2. The system of claim 1, wherein said first communication link
comprises a firewall.
3. The system of claim 1, wherein said software means for
reversibly scrambling the unique data entry comprises software
which scrambles the unique data entry from several documents, and
assigns and attaches one or more unique identifiers to each unique
data entry.
4. The system of claim 1, wherein said means for securely
transmitting scrambled unique data entry from said network server
to said end user comprises a second communication link to a global
network.
5. The system of claim 4, wherein said global network is the
Internet, a Local Area Network, or a Wide Area Network.

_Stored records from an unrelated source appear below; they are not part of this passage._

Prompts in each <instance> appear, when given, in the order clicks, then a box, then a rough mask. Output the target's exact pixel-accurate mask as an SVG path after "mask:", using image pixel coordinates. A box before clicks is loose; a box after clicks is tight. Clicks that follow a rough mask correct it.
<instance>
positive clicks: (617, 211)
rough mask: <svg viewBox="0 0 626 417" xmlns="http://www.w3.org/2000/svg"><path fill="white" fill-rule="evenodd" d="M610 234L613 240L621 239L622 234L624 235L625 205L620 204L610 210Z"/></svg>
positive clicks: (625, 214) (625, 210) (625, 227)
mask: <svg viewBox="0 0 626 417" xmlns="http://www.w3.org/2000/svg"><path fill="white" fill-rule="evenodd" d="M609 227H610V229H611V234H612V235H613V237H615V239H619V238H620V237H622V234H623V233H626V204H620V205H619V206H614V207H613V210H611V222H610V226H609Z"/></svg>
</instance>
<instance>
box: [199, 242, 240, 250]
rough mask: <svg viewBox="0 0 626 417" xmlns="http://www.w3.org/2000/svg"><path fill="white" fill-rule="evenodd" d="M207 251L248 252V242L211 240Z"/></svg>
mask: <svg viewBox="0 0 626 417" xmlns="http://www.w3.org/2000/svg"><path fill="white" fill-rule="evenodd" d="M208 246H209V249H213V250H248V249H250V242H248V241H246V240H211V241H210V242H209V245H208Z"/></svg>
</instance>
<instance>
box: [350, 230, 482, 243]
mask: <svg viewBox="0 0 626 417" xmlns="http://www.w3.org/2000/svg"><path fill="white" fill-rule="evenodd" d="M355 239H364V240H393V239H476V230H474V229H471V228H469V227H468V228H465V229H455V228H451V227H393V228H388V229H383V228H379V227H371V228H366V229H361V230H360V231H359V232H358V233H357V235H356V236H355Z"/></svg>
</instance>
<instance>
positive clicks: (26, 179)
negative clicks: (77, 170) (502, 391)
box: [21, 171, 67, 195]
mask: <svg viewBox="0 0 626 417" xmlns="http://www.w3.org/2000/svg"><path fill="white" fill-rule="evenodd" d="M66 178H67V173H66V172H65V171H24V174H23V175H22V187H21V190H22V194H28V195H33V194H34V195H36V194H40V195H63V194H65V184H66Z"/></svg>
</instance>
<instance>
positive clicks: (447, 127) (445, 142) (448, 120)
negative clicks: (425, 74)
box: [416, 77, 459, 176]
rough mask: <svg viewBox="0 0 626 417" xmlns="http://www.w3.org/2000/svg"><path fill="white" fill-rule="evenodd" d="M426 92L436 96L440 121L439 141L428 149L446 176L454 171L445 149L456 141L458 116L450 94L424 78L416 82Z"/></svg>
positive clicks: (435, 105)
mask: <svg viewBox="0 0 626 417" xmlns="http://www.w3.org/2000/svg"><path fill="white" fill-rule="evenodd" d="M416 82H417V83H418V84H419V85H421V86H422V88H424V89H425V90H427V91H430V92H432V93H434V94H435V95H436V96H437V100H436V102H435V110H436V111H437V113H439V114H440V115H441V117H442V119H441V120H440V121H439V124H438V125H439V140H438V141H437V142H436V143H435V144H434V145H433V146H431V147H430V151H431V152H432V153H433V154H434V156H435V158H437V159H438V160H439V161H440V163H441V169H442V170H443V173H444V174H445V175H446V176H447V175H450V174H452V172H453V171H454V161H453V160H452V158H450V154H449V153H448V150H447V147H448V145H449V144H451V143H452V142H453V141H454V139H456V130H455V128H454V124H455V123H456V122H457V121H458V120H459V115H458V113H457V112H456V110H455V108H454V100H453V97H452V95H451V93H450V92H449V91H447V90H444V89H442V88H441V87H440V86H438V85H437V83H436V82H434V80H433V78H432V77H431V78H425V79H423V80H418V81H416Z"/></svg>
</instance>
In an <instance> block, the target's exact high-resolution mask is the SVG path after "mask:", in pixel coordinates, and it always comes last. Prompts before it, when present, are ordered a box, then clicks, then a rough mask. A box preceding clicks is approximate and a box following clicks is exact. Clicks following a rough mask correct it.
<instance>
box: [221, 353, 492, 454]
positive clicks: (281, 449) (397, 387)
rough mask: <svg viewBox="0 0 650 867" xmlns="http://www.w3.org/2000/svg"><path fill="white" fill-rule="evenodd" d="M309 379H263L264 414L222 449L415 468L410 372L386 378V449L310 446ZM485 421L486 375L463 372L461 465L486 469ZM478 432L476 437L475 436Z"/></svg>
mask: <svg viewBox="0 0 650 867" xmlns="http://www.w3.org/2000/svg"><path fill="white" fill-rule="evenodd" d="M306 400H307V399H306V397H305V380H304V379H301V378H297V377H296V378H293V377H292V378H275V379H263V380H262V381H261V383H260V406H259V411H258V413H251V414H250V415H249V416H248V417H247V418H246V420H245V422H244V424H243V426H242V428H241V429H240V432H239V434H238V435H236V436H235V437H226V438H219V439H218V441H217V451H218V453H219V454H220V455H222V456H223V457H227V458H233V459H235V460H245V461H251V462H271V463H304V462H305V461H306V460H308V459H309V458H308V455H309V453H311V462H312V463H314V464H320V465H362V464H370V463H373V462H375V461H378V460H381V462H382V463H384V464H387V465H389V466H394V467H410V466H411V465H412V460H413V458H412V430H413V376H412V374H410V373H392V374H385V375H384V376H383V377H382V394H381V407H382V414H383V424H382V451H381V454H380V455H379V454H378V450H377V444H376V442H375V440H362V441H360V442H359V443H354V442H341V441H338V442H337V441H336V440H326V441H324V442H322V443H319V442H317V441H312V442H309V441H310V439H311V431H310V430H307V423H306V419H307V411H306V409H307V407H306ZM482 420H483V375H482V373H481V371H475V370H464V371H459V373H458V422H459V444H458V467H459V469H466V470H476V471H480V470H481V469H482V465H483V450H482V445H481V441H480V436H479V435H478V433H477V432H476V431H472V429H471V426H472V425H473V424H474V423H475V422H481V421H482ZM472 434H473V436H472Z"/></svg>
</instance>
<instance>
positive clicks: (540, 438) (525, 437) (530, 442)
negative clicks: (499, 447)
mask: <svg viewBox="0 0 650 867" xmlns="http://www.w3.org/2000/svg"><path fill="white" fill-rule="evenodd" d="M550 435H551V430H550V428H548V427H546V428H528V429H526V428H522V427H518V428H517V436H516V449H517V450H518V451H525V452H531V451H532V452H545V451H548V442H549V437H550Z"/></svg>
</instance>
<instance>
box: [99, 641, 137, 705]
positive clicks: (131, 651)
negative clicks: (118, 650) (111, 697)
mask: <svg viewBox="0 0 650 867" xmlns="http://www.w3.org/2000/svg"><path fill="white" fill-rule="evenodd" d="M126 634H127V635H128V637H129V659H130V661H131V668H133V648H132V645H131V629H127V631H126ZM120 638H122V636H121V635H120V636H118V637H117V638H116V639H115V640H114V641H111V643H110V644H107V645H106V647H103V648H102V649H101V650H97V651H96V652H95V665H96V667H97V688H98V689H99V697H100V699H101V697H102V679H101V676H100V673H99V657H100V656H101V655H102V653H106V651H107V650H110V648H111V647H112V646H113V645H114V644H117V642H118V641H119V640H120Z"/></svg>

6. The system of claim 1, wherein said means for entering and
verifying each unique data entry comprises one or more remote
keying stations linked to a global network by one or more
communication links.
7. The system of claim 1, wherein said means for ensuring the
accuracy of data entered and verified by said end user comprises
software which transmits said unique data entry to at least one
different end user for entry and verification and accepts said data
entry as accurate if at least two end users enter and verifiy the
data entry identically.
8. The system of claim 1, wherein said means for ensuring the
accuracy of data entered and verified by said end user comprises
software which compares data entry entered by said end user to data
captured by recognition technologies.
9. The system of claim 1, wherein said means for ensuring the
accuracy of data keyed and verified by said end user comprises
software which compares data entry entered by said end user to data
from a cross reference table.
10. The system of claim 1, further comprising means for
compensating said end user for the correct entry and verification
of said data entry.
11. A system for entering and verifying the accuracy of data from a
form comprising: a control unit for inputting information from a
document to be verified and defining a plurality of data fields
from the document such that each data field defines and corresponds
to at least one unique data entry; a computer system comprising an
application server and a database server, said computer system
connected to said control unit, said computer system having
software which reversibly scrambles the unique data entry from the
form and assigns and attaches one or more unique identifiers to
each unique data entry; a network server linked to said computer
system by a secure communication link; a global network linked to
said network server for securely transmitting scrambled unique data
entry to an end user; at least one remote keying station linked to
said global network by one or more communication links; and network
server and computer system software which receives data entered by
said end user, compares the data entry to data entry from at least
one different data entry source, and accepts the data entry as
accurate if at least two data entry sources enter and verifiy the
data entry identically.
12. The system of claim 11, wherein said global network is wherein
the global network is the Internet, a Local Area Network, or a Wide
Area Network.
13. The system of claim 11, further comprising means for
compensating said end user for correctly entering and verifying
each data entry.
14. A method for entering data and verifying the accuracy of data
from a form comprising: inputting a form using a control unit;
defining a plurality of data fields on the form to be entered and
verified; defining one or more unique data entries from each data
field to be entered and verified; extracting each unique data entry
to create a snippet; reversibly scrambling said snippet to ensure
confidentiality of the form; transmitting said snippet to an end
user via a communication link to a global computer network; using a
graphic user interface to present said snippet to said end user to
allow said end user to correctly enter and verify data entry
corresponding to said snippet; receiving said entered and verified
data entry from said end user; and accepting as valid said entered
and verified data entry if confirmed as accurate against data entry
from at least one other source.
15. The method of claim 14, wherein said end user receives
remuneration for correctly entering and verifying each data
entry.
16. The method of claim 14, wherein the step of defining one or
more unique data entries from each data field further comprises
dividing data fields into sub-fields so that no single unique data
entry or snippet represents the entire data field.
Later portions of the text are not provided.